Düğün mevsiminin düşündürdükleri
MODA HABER

Düğün mevsiminin düşündürdükleri

GÜNCELLEME TARİHİ: 8 Temmuz 2011

Her yıl, yazla beraber gelir, düğün mevsimi... Geceleri Boğazı havai fişeklerin rengarenk parıltıları süsler... Kimi mütevazidir, kimi ise görkemli... O kadar görkemlidir ki ışıkların şatafatından içinizde bir anlığına mutluluk kıpırtıları oluşur izlerken... Sabahları gazeteleri açtığınızda mutlu fotoğraflar çıkar karşınıza... Bazısı sansayonel, bazısı peri masalı... Onca haber arasından sıyrılıp arsızca gündemi işgal ederler... Koca koca insanlar hiç üşenmeden yorumlar yaparlar bu evlilikler üzerine... Başka hayatlar üzerine... Bilmezler mi herşeyin insan için olduğunu? Bir sonraki hayat dönemecinde kendilerini nerde bulacaklar belli midir ki bu?

Şu sıcak mı sıcak yaz gününde oturduğum kuaför koltuğunda tanık olduğum diyalog bunları düşündürtüyor bana... Yanımda oturan orta yaşlı kokoş kadın, saçını dünya üzerinde sadece İrlandalılarda olabilecek bir kızıl tonuna henüz boyatmış olan arkadaşına dönerek "Herşey zamanında yapılınca güzel şekerim" diyor, katıldıkları bir düğünden bahsederken, "45 yaş için çok iddialıydı o gelinlik". Kızıl saçlı olan gülümsüyor. "Dediklerine göre damat 7-8 yaş gençmiş". Bu bomba haberi duyunca gözleri parlıyor diğerinin " Iııh yürümez bu evlilik, yazıyorum bak şuraya, Müberra söylemişti dersin".

Kuaför dönüşü, evde, püfür püfür esen balkona geçip, i padimi karşıma alıp film seyrediyorum. Zeynep usulü (Fransızcası daha havalı bakın: " a la Zeynep" ) açık hava sineması böyle birşey... Film, Muson Düğünü... Tam da günün temasına uygun... Yolculuğumuz Hindistan'a... Onca iletişim aracı içinde insanların iletişim kuramadığı Batı'dan daha farklı bir dünya burası. Bir bakışla aşkın şekillendiği bir dünya... Ne de olsa aşkın en yakın dostu hayal gücü değil mi?

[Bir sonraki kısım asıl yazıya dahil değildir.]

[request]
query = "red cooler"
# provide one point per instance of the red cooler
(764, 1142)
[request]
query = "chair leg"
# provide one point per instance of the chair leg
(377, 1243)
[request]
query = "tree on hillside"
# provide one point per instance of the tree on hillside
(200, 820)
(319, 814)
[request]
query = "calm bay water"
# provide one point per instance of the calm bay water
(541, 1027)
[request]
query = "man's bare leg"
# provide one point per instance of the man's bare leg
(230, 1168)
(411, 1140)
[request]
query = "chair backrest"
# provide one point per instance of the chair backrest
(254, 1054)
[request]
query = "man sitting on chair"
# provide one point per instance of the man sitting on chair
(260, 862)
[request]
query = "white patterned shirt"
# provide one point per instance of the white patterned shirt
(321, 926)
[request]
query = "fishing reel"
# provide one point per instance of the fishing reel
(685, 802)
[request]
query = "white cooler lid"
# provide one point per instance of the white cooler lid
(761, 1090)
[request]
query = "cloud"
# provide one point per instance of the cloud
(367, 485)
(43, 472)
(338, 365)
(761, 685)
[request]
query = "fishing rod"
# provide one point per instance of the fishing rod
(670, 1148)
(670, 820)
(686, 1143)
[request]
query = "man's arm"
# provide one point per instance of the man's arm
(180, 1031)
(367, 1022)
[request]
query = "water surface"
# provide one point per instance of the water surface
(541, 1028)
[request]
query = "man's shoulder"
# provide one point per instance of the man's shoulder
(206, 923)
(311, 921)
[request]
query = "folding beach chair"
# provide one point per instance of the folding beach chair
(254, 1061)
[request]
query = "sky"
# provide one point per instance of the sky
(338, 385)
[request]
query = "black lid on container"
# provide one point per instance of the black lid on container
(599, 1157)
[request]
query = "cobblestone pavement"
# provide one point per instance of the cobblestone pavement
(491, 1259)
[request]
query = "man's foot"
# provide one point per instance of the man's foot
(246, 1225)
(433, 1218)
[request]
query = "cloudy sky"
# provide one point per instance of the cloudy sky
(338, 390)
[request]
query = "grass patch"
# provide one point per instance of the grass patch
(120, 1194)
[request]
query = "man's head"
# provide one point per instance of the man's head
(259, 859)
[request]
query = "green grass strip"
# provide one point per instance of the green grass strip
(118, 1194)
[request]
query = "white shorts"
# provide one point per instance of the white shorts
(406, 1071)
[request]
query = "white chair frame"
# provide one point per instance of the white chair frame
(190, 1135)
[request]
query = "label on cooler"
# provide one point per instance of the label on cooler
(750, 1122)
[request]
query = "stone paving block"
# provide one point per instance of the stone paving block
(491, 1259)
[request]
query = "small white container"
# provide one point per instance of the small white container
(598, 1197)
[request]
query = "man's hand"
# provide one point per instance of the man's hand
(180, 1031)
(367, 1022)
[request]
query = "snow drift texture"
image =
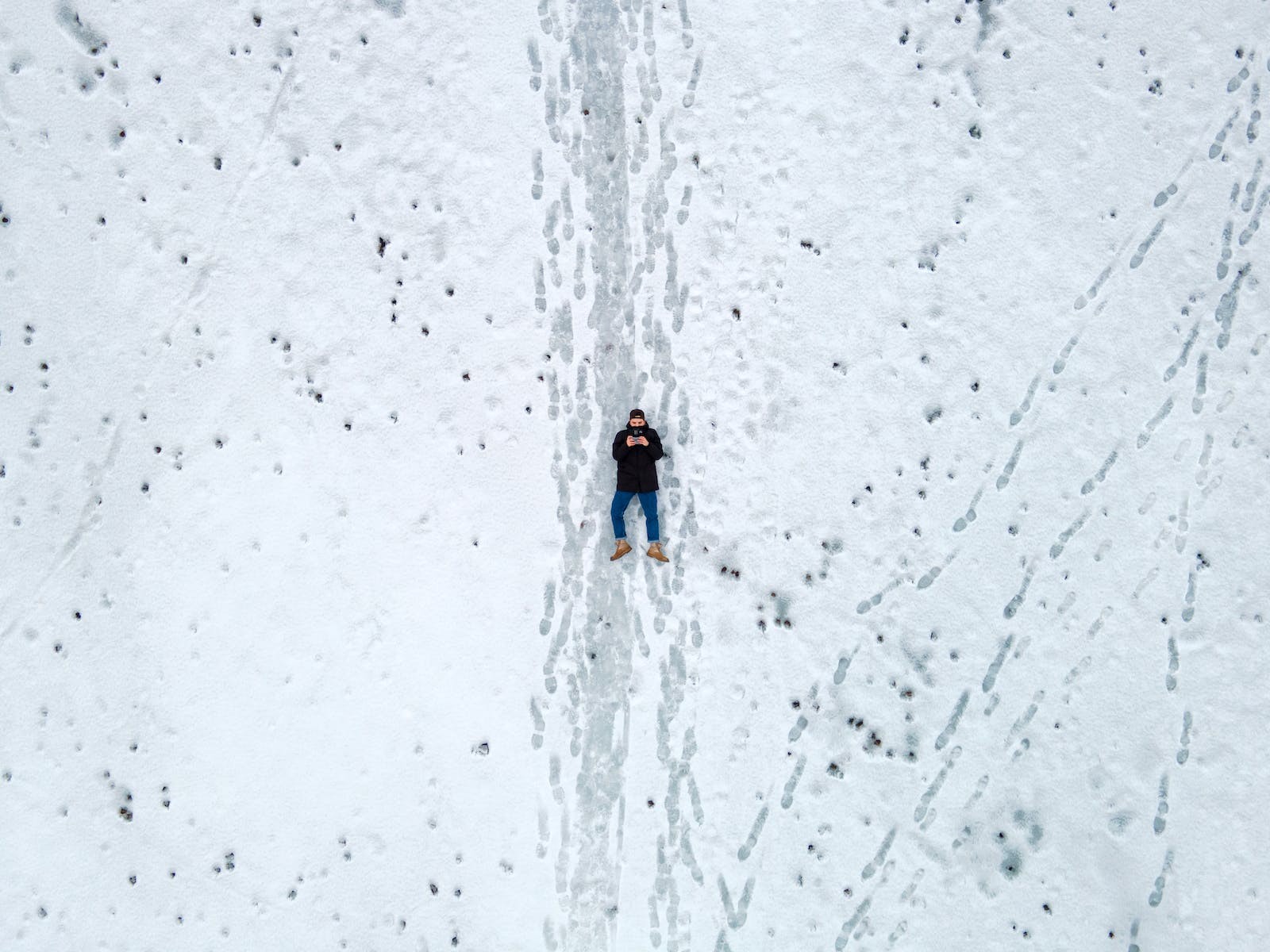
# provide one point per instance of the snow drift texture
(318, 323)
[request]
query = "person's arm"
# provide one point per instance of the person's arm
(620, 448)
(654, 444)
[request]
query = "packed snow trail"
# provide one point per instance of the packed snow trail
(597, 626)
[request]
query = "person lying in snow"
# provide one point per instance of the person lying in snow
(637, 451)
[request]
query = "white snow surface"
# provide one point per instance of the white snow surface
(319, 319)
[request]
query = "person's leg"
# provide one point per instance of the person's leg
(648, 503)
(622, 499)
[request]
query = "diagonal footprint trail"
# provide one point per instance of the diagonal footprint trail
(595, 631)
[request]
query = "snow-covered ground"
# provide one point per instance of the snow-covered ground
(318, 321)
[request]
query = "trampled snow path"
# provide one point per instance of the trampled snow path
(594, 625)
(594, 612)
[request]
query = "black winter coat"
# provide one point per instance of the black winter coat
(637, 465)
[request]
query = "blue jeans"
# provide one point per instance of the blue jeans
(647, 501)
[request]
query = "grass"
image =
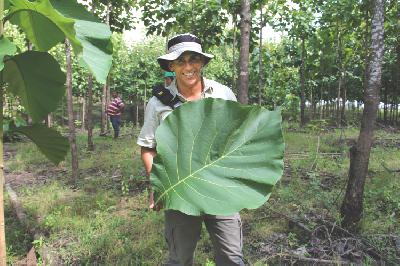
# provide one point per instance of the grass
(105, 220)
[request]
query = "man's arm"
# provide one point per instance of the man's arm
(147, 155)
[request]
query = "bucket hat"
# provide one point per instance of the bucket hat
(169, 74)
(180, 44)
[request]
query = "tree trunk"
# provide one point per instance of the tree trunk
(344, 99)
(49, 121)
(338, 109)
(89, 113)
(243, 82)
(397, 72)
(104, 118)
(71, 125)
(2, 222)
(260, 66)
(108, 100)
(83, 115)
(352, 206)
(302, 83)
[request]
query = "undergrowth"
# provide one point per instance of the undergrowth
(105, 220)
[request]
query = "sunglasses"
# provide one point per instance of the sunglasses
(193, 59)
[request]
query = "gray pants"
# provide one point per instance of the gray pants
(183, 231)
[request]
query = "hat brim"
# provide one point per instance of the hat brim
(164, 60)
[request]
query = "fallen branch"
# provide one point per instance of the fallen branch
(390, 170)
(292, 257)
(45, 252)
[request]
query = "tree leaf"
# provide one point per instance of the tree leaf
(6, 48)
(42, 24)
(36, 77)
(93, 35)
(50, 142)
(46, 23)
(217, 157)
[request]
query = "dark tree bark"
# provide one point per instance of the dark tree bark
(344, 99)
(302, 83)
(352, 206)
(397, 75)
(234, 67)
(104, 118)
(71, 125)
(89, 113)
(245, 28)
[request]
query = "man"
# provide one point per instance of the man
(114, 111)
(186, 58)
(168, 78)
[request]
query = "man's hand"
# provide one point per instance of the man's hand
(152, 205)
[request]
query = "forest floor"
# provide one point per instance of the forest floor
(103, 218)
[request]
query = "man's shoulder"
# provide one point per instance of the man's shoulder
(214, 84)
(218, 90)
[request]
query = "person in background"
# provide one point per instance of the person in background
(168, 78)
(186, 58)
(114, 111)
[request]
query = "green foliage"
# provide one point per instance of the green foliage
(211, 157)
(98, 224)
(34, 77)
(53, 146)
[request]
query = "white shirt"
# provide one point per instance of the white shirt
(156, 111)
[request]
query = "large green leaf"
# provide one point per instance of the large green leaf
(50, 142)
(95, 38)
(37, 79)
(217, 157)
(6, 48)
(46, 23)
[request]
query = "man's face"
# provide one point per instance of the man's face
(187, 68)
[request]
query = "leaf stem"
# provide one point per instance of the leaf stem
(2, 223)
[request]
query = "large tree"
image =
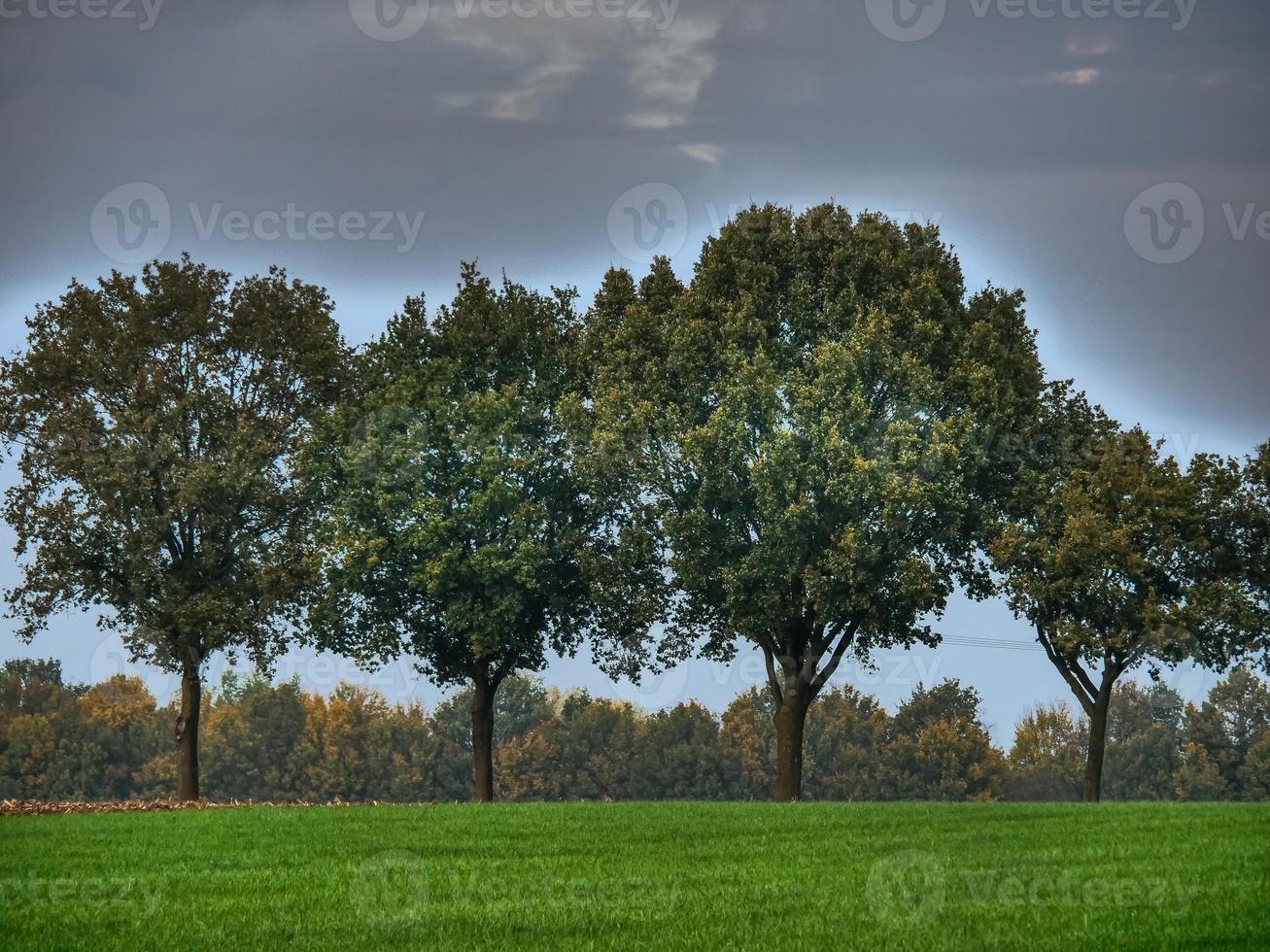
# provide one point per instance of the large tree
(157, 422)
(811, 423)
(459, 527)
(1113, 554)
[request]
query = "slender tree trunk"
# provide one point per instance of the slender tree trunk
(1097, 745)
(790, 720)
(483, 740)
(187, 736)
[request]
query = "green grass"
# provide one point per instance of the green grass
(642, 874)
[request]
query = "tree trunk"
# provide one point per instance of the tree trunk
(187, 736)
(790, 720)
(483, 740)
(1097, 746)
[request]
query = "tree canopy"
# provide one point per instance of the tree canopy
(811, 422)
(157, 421)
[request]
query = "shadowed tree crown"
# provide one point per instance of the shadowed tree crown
(157, 422)
(813, 422)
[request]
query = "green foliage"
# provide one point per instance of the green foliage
(1047, 758)
(456, 521)
(675, 876)
(156, 423)
(810, 423)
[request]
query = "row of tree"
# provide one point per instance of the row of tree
(806, 448)
(277, 743)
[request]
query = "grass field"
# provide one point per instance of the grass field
(642, 874)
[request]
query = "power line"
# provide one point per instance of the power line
(976, 641)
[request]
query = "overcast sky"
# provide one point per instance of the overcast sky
(1109, 156)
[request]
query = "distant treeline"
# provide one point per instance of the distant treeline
(277, 741)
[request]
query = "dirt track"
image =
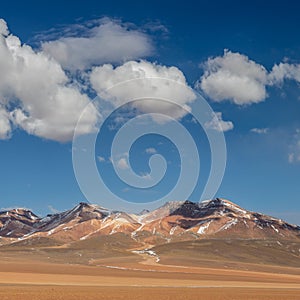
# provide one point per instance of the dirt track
(40, 280)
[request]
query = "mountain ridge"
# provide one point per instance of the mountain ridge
(174, 221)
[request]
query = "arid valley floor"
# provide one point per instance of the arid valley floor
(61, 273)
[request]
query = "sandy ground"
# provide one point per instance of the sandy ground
(21, 279)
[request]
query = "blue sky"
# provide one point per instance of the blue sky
(242, 58)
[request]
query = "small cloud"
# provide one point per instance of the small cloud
(53, 210)
(146, 176)
(217, 123)
(260, 130)
(122, 164)
(101, 159)
(151, 151)
(234, 77)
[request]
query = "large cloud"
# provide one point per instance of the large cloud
(108, 41)
(235, 77)
(36, 93)
(165, 83)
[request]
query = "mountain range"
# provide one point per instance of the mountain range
(173, 222)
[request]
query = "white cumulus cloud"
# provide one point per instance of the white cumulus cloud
(217, 123)
(151, 150)
(122, 164)
(234, 77)
(260, 130)
(37, 94)
(5, 125)
(167, 83)
(107, 41)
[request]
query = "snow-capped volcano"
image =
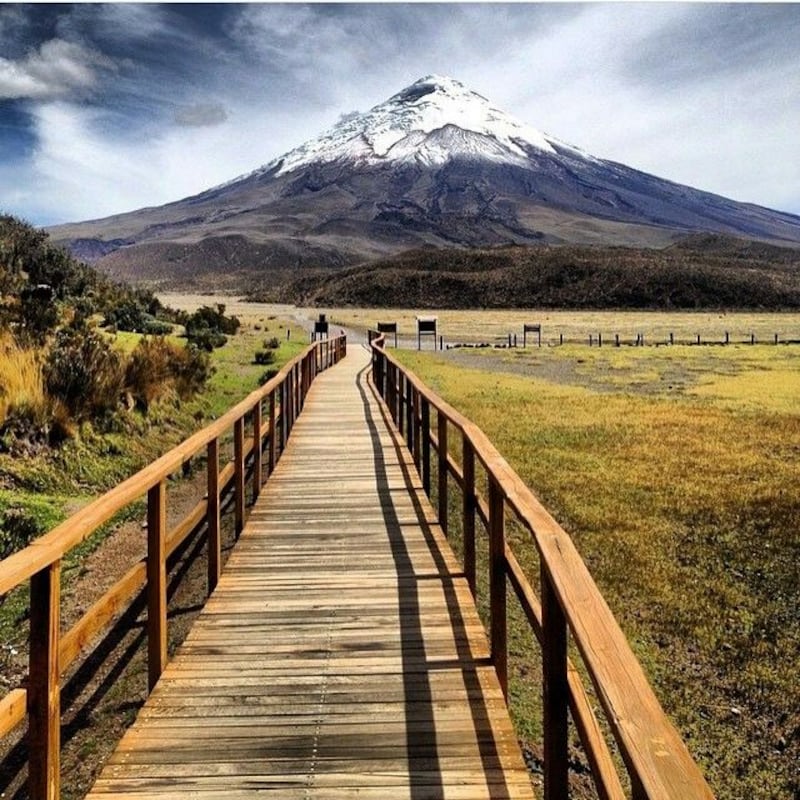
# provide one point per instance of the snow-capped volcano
(429, 122)
(435, 164)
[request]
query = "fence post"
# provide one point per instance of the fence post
(257, 455)
(213, 515)
(441, 430)
(156, 583)
(409, 399)
(238, 465)
(555, 694)
(497, 583)
(425, 409)
(416, 413)
(468, 512)
(44, 691)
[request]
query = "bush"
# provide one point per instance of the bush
(17, 530)
(126, 316)
(207, 327)
(264, 357)
(158, 368)
(267, 376)
(193, 369)
(85, 373)
(155, 327)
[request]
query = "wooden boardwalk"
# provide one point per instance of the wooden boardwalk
(341, 654)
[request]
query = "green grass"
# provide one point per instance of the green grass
(684, 505)
(494, 325)
(46, 486)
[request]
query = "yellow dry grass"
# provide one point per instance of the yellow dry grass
(21, 381)
(685, 508)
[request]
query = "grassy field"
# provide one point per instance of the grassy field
(676, 470)
(493, 326)
(40, 490)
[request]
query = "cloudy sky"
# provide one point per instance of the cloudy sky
(109, 108)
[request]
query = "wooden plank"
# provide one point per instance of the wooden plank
(13, 708)
(214, 536)
(49, 548)
(44, 691)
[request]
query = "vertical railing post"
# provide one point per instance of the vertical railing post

Siyah ve beyazı unutun iki saatliğine... Yeni Delhi'de rengarenk giysiler içindeki Verma ailesi karşılayacak sizi. Kızları Aditi, Teksas'ta yaşayan Hintli bir genç adamla görücü usülü evlendirilecek hem de Hint geleneklerine göre... Oysa Aditi'nin evli bir adamla ilişkisi var. Baba düğün masraflarının altında ezilse de, borç harç da olsa en görkemlisinden bir düğün yapmak istiyor biricik kızına... Bunun için genç bir organizatör olan Dubey ile anlaşıyor. Dubey evin hizmetçisine aşık oluyor... Kuzen, ailenin küçük oğlu, amca, dünürler gibi pekçok karakterle karşılaşacak, kına gecesi, düğün derken vaktin nasıl geçtiğini anlamayacaksınız. Bazı aile gerçekleri sizi üzse de, bu film içinizi ısıtacak...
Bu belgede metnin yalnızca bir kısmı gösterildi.